Nelson Mandela, South Africa’s first black president, died Thursday at the age of 95, more than two decades after he visited Oakland as part of a U.S. tour to rally support for anti-apartheid efforts.
Mandela served as president of the African National Congress in South Africa from 1994 to 1999. He was elected after serving 27 years in various prisons for fighting against the apartheid regime.
His death, announced today by South African President Jacob Zuma, has prompted reaction from elected officials in the Bay Area and beyond, reflecting on the legacy of one of the world’s most renowned civil rights leaders.
In his quest for equality for black and white people in his country, Mandela became a world leader that President Barack Obama remembered Thursday as “one of the most influential, courageous, and profoundly good human beings that any of us will share time with on this Earth.”
State Assemblywoman Nancy Skinner, D-Berkeley, remembered joining tens of thousands at the Oakland Coliseum on June 30, 1990, to see Mandela, who thanked the crowd for supporting his efforts to bring down the racist government in South Africa — just after his release from a nearly three-decade prison term.
Skinner said hosting Mandela in the East Bay was a “thrilling moment for me.”
While she was a graduate student at the University of California at Berkeley in the 1980s, Skinner said she led campus divestment efforts and organized peaceful sit-ins and other protests against the university’s investments in corporations and banks doing business with the South African government.
She said Mandela represented what true democracy is about and had told the American crowd during his visit that “our purpose is to empower the people of South Africa,” according to Skinner.
She recalled her awe of the world leader, “Just to see this person who under the incredible duress (of imprisonment)…was not bitter. He has no equal.”
Gideon Bendile, 62, is a member of the South African band Zulu Spear, which performed at Mandela’s visit at the Oakland Coliseum.

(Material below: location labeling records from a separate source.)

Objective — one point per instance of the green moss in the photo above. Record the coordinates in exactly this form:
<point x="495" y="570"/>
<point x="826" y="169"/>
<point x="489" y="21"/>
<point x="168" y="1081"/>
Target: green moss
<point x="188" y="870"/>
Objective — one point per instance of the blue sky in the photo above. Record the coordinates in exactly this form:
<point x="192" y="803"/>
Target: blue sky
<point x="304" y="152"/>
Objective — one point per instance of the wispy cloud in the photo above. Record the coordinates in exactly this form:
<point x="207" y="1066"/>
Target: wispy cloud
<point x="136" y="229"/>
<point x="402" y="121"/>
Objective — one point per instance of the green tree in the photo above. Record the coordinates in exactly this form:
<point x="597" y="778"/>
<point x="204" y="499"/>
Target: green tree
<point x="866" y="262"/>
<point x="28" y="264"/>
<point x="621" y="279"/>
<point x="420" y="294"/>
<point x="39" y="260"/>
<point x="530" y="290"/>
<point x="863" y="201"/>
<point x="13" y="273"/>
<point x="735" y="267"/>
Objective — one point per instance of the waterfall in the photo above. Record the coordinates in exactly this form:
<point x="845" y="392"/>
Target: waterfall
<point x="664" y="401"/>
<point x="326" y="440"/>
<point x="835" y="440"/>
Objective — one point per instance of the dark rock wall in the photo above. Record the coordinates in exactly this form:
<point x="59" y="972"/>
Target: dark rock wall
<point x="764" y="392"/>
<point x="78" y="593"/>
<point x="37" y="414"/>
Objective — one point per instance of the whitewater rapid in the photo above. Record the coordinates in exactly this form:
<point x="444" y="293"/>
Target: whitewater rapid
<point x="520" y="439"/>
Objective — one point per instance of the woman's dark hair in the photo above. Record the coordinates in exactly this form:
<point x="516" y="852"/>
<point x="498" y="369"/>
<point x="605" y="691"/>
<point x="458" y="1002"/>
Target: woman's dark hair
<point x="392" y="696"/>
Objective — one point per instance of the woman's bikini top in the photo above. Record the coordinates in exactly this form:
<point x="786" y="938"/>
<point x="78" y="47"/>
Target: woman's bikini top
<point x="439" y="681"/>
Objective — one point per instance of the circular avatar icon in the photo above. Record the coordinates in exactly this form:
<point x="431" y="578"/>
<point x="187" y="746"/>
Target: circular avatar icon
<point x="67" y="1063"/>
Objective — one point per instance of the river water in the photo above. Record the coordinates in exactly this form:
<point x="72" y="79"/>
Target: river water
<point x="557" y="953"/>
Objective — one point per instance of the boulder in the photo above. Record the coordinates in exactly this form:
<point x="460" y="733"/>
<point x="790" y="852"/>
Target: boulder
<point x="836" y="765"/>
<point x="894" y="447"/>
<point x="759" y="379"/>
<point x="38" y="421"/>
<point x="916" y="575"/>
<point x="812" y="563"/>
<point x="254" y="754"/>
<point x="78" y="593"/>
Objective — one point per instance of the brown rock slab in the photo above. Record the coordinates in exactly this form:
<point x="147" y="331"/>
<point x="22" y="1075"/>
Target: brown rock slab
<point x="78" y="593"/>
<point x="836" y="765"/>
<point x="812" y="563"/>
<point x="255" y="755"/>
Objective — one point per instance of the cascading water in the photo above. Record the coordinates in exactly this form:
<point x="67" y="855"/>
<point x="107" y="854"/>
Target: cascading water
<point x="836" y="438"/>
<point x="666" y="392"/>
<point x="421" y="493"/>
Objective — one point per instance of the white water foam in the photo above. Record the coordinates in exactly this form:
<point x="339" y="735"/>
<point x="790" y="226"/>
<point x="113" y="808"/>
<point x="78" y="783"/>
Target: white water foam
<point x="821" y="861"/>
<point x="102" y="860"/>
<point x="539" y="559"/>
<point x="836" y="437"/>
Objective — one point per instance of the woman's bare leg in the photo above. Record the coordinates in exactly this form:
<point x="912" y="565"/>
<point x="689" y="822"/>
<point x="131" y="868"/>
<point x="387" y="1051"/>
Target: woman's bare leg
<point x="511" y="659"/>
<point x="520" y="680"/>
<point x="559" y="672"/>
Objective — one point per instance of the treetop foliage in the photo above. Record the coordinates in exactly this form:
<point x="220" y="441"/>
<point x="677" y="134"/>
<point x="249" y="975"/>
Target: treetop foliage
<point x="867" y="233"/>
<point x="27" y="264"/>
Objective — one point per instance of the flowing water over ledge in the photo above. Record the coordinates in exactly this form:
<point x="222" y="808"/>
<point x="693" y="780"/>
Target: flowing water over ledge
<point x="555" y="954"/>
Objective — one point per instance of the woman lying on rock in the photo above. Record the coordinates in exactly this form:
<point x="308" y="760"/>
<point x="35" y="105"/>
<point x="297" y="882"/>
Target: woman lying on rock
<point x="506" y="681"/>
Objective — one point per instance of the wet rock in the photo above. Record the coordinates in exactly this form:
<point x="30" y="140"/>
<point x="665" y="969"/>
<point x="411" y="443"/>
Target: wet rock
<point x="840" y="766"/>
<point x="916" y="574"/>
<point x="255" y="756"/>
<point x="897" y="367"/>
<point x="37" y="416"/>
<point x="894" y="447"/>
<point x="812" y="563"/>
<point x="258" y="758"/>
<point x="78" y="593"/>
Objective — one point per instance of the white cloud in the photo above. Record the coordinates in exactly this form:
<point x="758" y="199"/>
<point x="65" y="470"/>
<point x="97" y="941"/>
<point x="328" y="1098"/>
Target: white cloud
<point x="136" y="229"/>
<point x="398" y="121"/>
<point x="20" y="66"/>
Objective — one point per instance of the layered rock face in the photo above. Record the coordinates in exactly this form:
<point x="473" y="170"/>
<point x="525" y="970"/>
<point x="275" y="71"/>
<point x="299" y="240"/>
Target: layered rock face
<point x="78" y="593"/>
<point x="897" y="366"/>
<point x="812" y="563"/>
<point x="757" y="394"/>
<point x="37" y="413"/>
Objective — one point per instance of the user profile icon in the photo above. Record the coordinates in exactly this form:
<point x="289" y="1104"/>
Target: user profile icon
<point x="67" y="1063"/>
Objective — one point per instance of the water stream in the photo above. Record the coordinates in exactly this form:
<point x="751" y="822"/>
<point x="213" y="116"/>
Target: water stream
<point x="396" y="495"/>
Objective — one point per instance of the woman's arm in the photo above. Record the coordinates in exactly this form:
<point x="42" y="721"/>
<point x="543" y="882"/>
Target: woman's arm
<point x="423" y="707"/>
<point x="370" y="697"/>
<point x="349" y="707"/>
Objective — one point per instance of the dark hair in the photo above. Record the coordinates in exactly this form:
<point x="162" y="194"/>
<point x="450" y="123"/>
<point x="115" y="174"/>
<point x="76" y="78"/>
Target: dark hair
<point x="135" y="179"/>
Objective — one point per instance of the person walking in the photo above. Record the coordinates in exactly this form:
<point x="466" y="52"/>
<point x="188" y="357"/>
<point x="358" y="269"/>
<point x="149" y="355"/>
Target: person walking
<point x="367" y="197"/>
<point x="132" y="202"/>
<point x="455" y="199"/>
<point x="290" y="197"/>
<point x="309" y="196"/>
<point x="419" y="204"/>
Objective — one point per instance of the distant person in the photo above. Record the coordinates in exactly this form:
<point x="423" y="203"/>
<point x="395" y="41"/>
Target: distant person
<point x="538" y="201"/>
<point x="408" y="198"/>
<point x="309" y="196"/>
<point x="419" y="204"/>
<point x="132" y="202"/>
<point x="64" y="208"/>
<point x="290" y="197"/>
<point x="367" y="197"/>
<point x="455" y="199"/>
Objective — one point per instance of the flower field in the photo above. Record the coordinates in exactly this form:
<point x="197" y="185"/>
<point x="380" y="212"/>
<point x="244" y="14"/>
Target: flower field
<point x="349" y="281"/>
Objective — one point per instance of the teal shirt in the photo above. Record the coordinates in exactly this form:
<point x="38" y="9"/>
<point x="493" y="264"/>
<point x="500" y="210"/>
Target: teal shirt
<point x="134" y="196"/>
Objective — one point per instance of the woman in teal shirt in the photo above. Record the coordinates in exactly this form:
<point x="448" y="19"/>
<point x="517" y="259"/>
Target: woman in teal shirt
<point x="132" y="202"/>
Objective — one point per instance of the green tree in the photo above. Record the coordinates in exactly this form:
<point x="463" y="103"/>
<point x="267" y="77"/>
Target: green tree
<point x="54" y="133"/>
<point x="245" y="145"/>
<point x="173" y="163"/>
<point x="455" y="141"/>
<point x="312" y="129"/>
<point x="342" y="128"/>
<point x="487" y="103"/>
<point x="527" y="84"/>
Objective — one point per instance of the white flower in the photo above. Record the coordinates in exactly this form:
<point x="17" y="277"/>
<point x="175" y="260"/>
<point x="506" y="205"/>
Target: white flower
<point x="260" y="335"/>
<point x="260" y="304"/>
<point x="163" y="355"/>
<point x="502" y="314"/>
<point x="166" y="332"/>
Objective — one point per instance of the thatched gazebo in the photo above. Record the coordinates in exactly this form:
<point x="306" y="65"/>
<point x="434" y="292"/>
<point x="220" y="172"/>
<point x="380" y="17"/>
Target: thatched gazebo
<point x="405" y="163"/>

Bendile, who grew up in Johannesburg and left his native country in 1975 at the age of 21, remembered performing for Mandela, whom he occasionally affectionately called “Madiba.”
He recalled the experience in Oakland as “just breathtaking” and went on, “I could just remember that very well. I was really angry. I left it right at the stadium.”
He said hearing Mandela speak about peace and equality prompted the musician to never seek revenge again.
“That’s when I felt peace within myself,” he said. “He was just a person like me and you.”
Bendile, who now lives in Rohnert Park, said he has been in mourning over Mandela’s death.
“I’m thinking of all the good things Nelson Mandela has done,” he said. “I’m still kind of shocked” even though his death was expected with his declining health and old age.
As part of the South African community in the Bay Area, Bendile said he has been getting calls from friends throughout the afternoon.
Mandela’s passing is rekindling his hope for world peace.”Apartheid is not just about being black and white, but about having respect for other people,” he said.
Andrea Turner, the lead choir director of the Oakland-based Vukani Mawethu Choir, reflected on the experience of bringing more than 200 singers to flank Mandela at his Oakland debut.
“It was an exciting moment,” Turner said. “It was one of Oakland’s finest moments.”
She said a diverse group of teachers, students, union members, church members, and others came together to sing for Mandela.
Turner said she has been crying remembering the man she revered as a “king” in his struggle to end apartheid and racism in his country and beyond.
“We must keep his vision alive,” she said. “The struggle isn’t over, it never is.”